Overview
VEGAS looks at the capacity impact on the ASFINAG motorway network generated by automated driving for SAE-levels 2-4. Personal transport by cars and freight transport by trucks are considered. The following questions will be addressed for different market penetration and SAE level:
- Change in travel speeds
- Change of network density and link capacity
- Adaption between automated and conventional vehicles especially in incident cases such as congestion and accident
- Impact of automated driving on capacity of interchanges and entries with subordinate at-grade junctions
- Macroscopic evaluation of shorter breaks at rest-areas
The tasks will be answered by real-world tests, simulation studies and network analysis. Assuming, that all legal issues of automated driving at level 4 and 5 are solved, headways between automated vehicles on motorways will shrink. Since automated vehicles can adopt speed differences better than human drivers, they will accept shorter gaps at motorway mergers and entries. Car following parameters and lane changing gaps for SAE level 2 and 3 will be generated by existing and additional test drives with equipped vehicles by the project team. For SAE level 4 assumptions based on literature values will done supported by test drives with the FTG-driving simulator at TU Graz. SAE level 5 will not be considered in VEGAS. The car-following parameters (in particular speed dependent gaps) and lateral movements (lane changing dependent on gap and speed differences) will be developed for SAE level 2– 4 and validated using the FTG driving simulator.

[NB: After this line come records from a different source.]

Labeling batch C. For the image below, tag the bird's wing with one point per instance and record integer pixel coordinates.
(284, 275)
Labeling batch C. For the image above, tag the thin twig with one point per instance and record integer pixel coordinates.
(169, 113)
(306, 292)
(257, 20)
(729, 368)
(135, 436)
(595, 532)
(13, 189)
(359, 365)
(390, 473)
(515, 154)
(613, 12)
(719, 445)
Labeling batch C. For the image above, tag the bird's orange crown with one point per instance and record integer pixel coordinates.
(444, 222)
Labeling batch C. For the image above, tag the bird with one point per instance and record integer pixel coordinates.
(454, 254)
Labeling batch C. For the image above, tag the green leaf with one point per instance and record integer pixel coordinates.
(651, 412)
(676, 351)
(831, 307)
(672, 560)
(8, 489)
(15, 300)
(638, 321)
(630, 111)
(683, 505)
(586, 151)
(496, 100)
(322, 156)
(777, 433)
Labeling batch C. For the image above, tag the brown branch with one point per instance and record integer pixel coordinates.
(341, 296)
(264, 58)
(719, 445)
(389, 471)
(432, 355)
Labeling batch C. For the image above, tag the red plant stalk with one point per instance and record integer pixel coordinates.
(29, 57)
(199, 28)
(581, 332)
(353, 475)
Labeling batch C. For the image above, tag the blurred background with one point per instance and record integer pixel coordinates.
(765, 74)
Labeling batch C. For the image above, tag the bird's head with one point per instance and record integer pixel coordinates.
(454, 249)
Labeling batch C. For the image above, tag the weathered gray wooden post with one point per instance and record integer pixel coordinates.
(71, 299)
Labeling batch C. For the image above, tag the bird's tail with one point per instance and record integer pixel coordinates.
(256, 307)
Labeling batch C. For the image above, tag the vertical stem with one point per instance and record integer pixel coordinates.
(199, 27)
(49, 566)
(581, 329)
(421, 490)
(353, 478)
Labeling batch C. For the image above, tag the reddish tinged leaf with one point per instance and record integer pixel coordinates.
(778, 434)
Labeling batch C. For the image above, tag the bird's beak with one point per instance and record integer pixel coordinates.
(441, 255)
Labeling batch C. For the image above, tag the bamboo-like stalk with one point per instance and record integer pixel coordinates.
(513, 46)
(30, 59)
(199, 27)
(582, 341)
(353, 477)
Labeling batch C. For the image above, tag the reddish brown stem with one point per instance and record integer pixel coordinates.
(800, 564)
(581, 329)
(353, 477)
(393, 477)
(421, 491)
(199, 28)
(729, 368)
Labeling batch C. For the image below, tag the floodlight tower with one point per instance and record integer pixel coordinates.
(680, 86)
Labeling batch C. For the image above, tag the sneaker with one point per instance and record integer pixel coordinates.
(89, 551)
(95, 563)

The project team has extensive validation data for conventional car trajectories. A microscopic traffic flow network will be set up in VISSIM using real world network elements of ASFINAG including different number of lanes and motorway exit/entries. The validated car-following models for each automated vehicle level will be generated using an extended Car2X-interface. Multiple simulation runs with different levels of market penetration will be conducted with varying travel demand. The macroscopic key performance indicators density, capacity and mean speed will be analysed and forecasted for the overall ASFINAG network.